The investment in cabling and associated infrastructure - to be delivered over the next two years - will support the provision of 1,800 new ultra-rapid charging points at motorway service areas (a tripling of the current network) as well as a further 1,750 charge points in towns and cities.
The regulator says that a massive upgrade is needed to Britain's cables, substations and other infrastructure to support the anticipated new demand for electricity. It says that the investment is 'part of a programme for safe, secure and clean energy' with £40 billion confirmed already and more to follow in 2022.
Ofgem says that 204 shovel-ready, low carbon projects targeted across England, Scotland and Wales.
Jonathan Brearley, chief executive of Ofgem said: “This £300 million down payment is just the start of building back a greener energy network which will see well over £40 billion of investment in Britain’s energy networks in the next seven years.
“The payment will support the rapid take up of electric vehicles which will be vital if Britain is to hit its climate change targets. Drivers need to be confident that they can charge their car quickly when they need to. We’re paving the way for the installation of 1,800 ultra-rapid charge points, tripling the number of these public charge points. Drivers will have more charging options for longer journeys.
Keith Bell, Member of the Climate Change Committee, said: “This joint initiative by Ofgem and the electricity distribution network companies is a welcome development, showing flexibility in the regulatory arrangements in the long-term interests of energy users.
“As well as enabling charging of electric vehicles and the electrification of heat, network investment will provide support for supply chains and, where projects require expansion of the workforce, the creation of new jobs. It will be an essential complement to a smarter power system where innovative information technology and attractive energy tariffs for consumers will ensure we make best use of our electricity system infrastructure.”

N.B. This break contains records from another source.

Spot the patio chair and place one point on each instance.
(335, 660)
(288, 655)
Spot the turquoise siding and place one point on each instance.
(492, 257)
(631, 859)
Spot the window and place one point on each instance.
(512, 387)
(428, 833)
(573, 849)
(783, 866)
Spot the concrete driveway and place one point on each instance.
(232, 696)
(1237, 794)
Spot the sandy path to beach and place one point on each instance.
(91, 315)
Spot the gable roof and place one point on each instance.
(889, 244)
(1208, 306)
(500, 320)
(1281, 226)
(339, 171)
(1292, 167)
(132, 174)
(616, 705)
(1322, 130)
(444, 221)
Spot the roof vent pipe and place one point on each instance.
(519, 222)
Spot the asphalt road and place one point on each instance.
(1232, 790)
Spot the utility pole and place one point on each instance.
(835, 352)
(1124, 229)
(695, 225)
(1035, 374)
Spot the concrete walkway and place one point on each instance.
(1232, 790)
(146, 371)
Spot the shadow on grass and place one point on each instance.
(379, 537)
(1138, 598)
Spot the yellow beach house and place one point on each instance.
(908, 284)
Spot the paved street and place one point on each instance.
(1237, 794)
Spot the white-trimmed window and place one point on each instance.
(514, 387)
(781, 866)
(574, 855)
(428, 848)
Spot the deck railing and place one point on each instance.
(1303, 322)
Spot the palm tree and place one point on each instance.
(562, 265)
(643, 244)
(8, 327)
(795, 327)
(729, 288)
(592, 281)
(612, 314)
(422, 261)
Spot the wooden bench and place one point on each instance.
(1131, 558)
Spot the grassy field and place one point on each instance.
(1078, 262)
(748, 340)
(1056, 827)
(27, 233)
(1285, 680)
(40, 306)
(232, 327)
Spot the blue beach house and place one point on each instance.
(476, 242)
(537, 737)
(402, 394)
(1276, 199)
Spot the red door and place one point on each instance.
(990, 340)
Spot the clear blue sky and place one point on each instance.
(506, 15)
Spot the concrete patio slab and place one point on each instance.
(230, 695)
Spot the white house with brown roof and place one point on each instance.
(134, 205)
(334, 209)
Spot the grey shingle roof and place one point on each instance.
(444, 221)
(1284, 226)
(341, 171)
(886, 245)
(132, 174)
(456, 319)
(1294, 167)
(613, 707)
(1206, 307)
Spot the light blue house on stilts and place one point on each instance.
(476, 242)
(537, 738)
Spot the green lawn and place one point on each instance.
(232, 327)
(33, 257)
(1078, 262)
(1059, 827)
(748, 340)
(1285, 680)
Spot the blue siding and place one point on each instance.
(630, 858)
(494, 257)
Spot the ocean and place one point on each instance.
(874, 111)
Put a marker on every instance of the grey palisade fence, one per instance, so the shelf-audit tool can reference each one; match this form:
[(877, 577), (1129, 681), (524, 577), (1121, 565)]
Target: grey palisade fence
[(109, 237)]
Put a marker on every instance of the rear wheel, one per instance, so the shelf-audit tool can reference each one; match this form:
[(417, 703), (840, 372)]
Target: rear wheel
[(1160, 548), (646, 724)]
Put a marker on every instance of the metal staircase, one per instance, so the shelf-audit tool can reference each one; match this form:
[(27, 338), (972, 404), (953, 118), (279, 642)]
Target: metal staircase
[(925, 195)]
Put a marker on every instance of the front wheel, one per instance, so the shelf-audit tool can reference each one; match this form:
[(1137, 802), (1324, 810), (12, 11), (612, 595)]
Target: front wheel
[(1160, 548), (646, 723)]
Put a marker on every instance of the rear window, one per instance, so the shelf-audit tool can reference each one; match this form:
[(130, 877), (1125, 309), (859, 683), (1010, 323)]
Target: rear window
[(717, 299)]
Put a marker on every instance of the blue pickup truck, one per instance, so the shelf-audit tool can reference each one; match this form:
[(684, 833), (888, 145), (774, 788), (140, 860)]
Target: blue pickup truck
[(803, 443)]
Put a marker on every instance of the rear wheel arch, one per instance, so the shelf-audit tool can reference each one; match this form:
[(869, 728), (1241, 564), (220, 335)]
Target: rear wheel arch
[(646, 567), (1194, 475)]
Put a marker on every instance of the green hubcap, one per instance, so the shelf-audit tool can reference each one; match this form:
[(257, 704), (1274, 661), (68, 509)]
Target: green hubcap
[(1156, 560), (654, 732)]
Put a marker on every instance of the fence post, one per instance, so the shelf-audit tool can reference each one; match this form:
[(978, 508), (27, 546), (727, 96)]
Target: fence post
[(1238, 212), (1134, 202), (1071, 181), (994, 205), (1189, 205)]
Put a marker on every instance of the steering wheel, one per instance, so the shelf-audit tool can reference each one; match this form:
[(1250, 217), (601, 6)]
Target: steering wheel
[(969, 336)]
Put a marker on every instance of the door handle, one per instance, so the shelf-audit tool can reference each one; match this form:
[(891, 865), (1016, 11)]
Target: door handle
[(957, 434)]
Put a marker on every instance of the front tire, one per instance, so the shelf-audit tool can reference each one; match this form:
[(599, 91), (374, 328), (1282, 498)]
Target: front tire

In related research, Ofgem found that electric vehicle (EV) owners are three times more likely to say they’re on a time of use tariff than those without an EV and that they're "more open" to embracing changes in how they use their energy.
60% of EV owners also said they would consider smart charging their vehicle to avoid times when electricity is most expensive.
However, while 24% of consumers are planning to buy and EV or a plug-in hybrid electric vehicle (PHEV) in the next five years, 38% said they are unlikely to get an EV in that timescale.
Ofgem has been an engaged participant in the EV Energy Taskforce, the cross-sectoral initiative to maximise the benefits to the energy and transport sectors and to consumers of the electric transition. The initiative is convened by Zemo Partnership.